Gegenfrage also: Reichen der SPD denn die Stimmen derer, die verwechselbare CDU/Seeheimpolitik goutieren, wenn dann andererseits genausoviele zur Linken wandern, und nochmal doppelt soviele kopfschttelnd einfach zu Hause bleiben? Wie konnte denn die Linke so groß werden? Weil die SPD Positionen aufgegeben hat, die damit frei wurden, und scheinbar weiterhin attraktiv und legitim sind. Und unter den Linken-Wählern finden sich etwa u.a. auch Intellektuelle – und Gutverdiener. Die grundlegende Probleme in der von der SPD verantworteten Politik sehen, nicht gute Antworten.
Man muss allerdings fairerweise zugestehen, dass nicht nur die SPD solche Probleme hat, sondern all die sozialdemokratischen Parteien, die seit 98 “New Labour” kopiert haben – und das Original geht ja auch gerade den Bach runter.

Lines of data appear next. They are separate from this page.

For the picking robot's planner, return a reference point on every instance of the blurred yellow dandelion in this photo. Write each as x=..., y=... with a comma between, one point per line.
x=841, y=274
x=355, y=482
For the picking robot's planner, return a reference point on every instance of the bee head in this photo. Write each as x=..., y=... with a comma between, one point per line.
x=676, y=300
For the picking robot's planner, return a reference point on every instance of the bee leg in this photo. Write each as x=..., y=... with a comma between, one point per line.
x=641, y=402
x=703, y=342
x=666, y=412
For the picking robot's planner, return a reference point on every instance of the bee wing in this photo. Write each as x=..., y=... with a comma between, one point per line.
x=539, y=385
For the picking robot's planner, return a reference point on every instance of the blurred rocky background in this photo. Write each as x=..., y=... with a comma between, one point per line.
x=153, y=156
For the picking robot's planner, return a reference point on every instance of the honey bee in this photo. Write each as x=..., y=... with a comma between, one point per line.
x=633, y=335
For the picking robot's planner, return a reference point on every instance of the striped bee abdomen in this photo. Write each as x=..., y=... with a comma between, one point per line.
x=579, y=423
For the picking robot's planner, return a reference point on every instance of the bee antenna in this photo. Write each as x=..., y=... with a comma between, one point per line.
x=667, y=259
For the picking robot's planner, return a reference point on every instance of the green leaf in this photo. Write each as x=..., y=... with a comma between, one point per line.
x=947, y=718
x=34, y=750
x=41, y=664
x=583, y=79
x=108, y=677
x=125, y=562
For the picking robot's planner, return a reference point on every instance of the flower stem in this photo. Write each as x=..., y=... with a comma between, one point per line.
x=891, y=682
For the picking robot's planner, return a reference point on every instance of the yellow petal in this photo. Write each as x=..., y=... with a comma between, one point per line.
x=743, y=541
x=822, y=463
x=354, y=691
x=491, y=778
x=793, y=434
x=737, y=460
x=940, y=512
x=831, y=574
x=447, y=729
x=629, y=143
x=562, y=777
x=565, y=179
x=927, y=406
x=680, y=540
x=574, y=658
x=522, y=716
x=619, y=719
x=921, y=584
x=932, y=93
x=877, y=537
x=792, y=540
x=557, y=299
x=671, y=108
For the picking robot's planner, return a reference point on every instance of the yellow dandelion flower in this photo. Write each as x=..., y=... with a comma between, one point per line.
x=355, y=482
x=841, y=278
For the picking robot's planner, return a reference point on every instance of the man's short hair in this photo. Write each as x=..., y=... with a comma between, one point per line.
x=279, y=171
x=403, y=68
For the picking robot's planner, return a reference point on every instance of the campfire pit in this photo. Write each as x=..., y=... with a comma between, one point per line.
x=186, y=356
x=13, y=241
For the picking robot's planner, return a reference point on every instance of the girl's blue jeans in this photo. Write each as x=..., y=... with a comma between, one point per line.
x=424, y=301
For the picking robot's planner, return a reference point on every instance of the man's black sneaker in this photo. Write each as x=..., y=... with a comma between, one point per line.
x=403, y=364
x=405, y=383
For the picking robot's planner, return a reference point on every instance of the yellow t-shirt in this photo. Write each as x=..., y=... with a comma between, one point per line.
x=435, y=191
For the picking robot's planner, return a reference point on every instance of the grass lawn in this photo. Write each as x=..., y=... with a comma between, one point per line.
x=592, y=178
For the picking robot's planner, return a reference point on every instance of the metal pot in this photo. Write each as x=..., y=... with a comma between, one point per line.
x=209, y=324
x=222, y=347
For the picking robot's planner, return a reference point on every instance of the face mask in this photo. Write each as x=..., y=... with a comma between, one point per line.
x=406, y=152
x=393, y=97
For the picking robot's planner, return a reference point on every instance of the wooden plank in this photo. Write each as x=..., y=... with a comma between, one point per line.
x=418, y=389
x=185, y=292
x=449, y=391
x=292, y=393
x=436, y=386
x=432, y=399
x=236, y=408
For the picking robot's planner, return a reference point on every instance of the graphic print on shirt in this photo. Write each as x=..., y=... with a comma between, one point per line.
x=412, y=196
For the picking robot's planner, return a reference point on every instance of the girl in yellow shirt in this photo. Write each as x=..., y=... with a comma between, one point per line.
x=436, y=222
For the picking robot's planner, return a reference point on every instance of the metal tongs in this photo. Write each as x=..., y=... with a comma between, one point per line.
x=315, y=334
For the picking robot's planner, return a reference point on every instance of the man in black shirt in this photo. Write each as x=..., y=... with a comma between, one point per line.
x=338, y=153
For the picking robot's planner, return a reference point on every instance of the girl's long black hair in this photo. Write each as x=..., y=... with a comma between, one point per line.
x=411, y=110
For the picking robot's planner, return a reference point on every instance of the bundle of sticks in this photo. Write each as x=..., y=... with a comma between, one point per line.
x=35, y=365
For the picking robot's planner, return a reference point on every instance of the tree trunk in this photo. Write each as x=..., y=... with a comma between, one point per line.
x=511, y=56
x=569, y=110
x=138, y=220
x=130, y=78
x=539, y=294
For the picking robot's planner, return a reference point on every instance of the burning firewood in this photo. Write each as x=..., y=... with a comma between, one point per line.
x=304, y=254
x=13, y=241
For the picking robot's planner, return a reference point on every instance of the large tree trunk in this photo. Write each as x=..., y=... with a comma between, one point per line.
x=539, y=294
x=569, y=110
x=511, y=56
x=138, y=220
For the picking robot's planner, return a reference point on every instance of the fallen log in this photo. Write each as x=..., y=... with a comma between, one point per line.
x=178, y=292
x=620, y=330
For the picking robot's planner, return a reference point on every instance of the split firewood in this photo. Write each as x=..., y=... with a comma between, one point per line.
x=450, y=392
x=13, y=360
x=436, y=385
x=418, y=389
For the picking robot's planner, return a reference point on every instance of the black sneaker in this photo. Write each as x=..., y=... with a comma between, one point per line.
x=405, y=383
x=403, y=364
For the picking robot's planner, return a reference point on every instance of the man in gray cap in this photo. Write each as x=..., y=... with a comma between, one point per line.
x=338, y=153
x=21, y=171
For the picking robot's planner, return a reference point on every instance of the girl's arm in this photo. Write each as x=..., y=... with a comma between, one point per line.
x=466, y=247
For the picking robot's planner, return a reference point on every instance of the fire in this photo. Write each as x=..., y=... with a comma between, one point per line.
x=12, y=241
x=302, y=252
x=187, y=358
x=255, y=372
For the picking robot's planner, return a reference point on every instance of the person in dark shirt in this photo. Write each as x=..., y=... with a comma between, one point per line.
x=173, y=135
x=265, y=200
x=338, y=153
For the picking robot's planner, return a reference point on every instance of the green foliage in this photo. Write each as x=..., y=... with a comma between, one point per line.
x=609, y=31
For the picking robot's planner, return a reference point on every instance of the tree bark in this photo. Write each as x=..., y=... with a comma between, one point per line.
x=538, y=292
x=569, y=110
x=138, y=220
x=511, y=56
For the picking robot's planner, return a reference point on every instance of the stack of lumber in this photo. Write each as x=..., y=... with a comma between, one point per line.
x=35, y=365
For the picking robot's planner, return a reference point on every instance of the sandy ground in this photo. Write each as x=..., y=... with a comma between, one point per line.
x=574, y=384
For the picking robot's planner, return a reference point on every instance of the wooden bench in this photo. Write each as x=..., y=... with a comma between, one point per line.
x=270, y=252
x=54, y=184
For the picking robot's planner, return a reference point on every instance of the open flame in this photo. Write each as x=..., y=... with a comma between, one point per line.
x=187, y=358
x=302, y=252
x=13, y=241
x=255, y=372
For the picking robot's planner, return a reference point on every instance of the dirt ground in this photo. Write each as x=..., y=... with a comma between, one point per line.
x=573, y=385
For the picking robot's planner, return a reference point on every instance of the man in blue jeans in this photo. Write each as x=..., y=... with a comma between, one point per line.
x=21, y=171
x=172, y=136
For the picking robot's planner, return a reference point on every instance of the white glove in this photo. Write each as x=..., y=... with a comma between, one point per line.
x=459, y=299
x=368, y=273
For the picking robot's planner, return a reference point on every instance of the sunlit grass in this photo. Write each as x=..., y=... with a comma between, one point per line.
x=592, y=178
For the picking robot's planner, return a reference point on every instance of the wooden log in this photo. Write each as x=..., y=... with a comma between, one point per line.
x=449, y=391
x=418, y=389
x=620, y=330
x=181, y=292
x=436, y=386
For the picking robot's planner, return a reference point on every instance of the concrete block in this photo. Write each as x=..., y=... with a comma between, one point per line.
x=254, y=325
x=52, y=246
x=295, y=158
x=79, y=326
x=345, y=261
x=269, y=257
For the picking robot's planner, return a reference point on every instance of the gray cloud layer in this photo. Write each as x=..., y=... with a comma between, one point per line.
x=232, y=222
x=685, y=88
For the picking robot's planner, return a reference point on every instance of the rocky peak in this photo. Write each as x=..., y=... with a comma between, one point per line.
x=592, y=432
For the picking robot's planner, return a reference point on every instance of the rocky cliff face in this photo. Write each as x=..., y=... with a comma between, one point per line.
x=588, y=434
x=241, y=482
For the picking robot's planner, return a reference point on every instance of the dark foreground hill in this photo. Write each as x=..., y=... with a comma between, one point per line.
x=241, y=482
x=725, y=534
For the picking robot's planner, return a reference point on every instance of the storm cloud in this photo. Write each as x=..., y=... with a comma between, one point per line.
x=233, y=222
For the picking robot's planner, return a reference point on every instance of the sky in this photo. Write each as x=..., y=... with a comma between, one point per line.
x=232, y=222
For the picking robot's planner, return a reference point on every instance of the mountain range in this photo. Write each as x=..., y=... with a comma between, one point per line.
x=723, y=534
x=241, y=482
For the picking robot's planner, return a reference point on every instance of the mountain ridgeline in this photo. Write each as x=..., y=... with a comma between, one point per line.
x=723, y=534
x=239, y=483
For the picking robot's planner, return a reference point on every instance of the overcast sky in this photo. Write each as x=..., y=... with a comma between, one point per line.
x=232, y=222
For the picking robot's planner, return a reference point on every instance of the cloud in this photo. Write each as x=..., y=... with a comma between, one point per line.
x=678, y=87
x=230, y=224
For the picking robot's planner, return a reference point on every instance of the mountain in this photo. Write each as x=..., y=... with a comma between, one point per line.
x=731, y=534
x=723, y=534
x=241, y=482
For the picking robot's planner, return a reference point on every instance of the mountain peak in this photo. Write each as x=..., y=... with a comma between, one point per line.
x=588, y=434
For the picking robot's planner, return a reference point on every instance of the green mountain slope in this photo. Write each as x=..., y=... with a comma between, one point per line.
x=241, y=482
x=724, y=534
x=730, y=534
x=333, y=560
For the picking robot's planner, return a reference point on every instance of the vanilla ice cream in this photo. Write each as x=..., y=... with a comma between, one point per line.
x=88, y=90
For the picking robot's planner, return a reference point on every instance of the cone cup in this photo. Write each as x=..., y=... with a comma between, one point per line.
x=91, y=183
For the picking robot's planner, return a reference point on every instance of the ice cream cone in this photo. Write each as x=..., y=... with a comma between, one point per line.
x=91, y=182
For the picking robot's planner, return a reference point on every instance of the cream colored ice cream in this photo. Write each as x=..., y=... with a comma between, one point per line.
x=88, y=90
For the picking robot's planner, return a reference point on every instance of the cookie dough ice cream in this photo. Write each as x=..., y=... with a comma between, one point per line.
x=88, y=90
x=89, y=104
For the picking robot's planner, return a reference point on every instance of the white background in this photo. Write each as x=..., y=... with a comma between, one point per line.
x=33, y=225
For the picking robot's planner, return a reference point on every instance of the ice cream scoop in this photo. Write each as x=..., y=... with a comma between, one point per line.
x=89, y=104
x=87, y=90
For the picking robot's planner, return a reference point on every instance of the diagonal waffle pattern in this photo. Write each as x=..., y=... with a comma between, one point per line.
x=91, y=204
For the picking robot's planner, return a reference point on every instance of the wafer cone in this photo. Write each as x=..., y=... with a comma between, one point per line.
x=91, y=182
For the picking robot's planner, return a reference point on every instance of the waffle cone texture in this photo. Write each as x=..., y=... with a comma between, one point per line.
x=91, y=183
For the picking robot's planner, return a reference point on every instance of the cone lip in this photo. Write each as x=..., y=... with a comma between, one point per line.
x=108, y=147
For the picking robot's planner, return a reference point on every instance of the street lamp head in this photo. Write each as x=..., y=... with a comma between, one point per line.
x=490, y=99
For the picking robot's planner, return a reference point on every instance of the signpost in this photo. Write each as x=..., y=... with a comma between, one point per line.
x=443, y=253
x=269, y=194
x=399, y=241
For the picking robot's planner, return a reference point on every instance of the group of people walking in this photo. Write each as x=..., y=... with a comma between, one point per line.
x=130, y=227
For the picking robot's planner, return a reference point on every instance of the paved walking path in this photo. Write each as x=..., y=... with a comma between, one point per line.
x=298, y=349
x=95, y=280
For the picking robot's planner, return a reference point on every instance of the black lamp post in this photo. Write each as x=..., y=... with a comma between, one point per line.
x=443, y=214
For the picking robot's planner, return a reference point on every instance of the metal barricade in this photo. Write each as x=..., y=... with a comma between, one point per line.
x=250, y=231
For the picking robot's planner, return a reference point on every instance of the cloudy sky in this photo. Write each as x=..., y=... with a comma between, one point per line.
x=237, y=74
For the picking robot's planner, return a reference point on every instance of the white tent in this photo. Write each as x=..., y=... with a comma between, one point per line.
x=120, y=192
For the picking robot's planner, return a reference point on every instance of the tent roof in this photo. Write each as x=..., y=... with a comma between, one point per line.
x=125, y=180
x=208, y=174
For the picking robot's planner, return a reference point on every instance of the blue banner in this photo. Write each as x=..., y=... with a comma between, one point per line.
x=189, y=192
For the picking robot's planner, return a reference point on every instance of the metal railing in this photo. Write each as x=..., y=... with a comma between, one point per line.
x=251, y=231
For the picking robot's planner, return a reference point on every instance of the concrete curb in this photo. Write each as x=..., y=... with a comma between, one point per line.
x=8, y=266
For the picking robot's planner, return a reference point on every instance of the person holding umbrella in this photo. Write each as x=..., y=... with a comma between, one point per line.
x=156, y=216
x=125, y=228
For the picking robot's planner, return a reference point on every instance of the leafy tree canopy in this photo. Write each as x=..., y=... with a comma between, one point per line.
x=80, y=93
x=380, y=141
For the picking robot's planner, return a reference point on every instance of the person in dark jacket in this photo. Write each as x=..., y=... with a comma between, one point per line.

Wenn aber eine Volkspartei in einem Industriestaat nicht in der Lage ist, eigenständige, zu ihr passende Antworten auf neue Fragen zu finden, Antworten, die etwa aus den Reihen ihrer vielen Mitglieder stammen können, der vielen klugen, interessierten, engagierten Menschen (wie in demokratischen Parteien eigentlich auch so vorgesehen), die dann für ihre Wähler entsprechend attraktiv sind,
Wenn sie stattdessen nur als klüngelhafte Parteiführung gerade modische Konzepte aus anderen ländern kopiert, die von Unternehmensberatungen und wirtschaftsliberalen Pressure-Groups stammen, und diese dann als alternativlos gegen ihre eigene Klientel autoritär von oben herab, top-down statt bottom-up, mit viel bunter PR und schönen Worten verkauft werden wie Waschmittel, bzw. bei Nichtgefallen dann durchgedrückt, per Hinterzimmer und Intrige – wozu brauchen ihre Wähler und Mitglieder diese Partei dann eigentlich überhaupt noch? Aus Sentimentalität und Mitleid? Ist das der Sinn einer politischen Partei?
Die SPD wagt nicht mehr, gegen Interessen von CDU- und FDP-Wählern zu handeln – Steuern, etc. – sondern nimmt sich in einer aberwitzigen Wende lieber dieser Interessen an, statt der Interessen ihrer eigenen/potentiellen Klientel, in der Hoffnung, die eigene Klientel werde es schon schlucken, wenn sie gegen sie handelt, und sie würde trotzdem gewohnheitsmässig gewählt, wenn man nur vor der Wahl mal links blinkt und Schreckgespenster vom Wahlsieg des Gegners malt. Dazu noch paar primitive Ressentiments aus der Weimarer Republik und dem kalten Krieg, fertig ist der SPD-Wahlsieg? Damit kann man eben in unserer Gegenwart nicht mehr punkten.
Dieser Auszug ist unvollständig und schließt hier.